Personal information
- Full name: Rafael Tavares dos Santos
- Date of birth: 26 June 2000 (age 26)
- Place of birth: Porto Seguro, Brazil
- Height: 1.86 m (6 ft 1 in)
- Positions: Forward; winger;

Team information
- Current team: Khorazm
- Number: 10

Youth career
- Capivariano
- 2018–2019: → Spartak Trnava (loan)

Senior career*
- Years: Team / Apps / (Gls)
- 2019–2024: Capivariano / 0 / (0)
- 2019–2020: → Spartak Trnava (loan) / 31 / (2)
- 2020–2022: → Karviná (loan) / 21 / (3)
- 2023: → Vlašim (loan) / 7 / (0)
- 2024: → Hercílio Luz (loan) / 3 / (0)
- 2024–2026: Gloria Bistrița / 24 / (4)
- 2026–: Khorazm / 2 / (0)

= Rafael Tavares (footballer, born 2000) =

Brazilian footballer

Rafael Tavares dos Santos (born 26 June 2000) is a Brazilian footballer who plays as a forward or winger for Uzbekistan Super League club Khorazm.

==Club career==
===Spartak Trnava===
Tavares joined Spartak Trnava on loan in August 2018, initially starting in the U19 youth team.
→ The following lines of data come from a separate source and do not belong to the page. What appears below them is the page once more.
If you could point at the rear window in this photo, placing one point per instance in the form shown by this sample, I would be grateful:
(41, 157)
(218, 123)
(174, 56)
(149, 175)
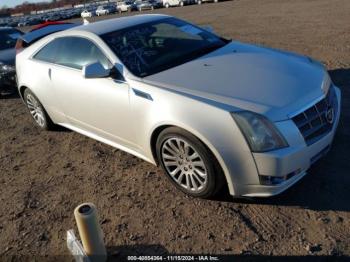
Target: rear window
(49, 52)
(8, 38)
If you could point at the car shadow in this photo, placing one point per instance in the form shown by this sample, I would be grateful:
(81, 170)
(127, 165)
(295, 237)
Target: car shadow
(326, 186)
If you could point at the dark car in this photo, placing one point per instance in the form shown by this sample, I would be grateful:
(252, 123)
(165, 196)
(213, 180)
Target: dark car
(8, 39)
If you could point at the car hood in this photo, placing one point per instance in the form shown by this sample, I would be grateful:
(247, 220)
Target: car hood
(8, 56)
(247, 77)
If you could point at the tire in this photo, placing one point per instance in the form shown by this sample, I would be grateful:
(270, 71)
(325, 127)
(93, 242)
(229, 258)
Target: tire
(194, 171)
(37, 111)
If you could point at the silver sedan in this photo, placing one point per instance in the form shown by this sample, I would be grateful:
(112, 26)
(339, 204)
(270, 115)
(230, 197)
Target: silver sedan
(210, 111)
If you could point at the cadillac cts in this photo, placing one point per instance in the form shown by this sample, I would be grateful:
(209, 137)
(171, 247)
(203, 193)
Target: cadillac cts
(208, 110)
Later on, he broke to the first-team and made his professional Fortuna Liga debut against Dunajská Streda on 23 February 2019, coming on as a stoppage time replacement for a former Slovak international, David Depetris.

===Khorazm===
On 10 August 2026, he signed a one year contract with the Uzbekistan Super League club Khorazm.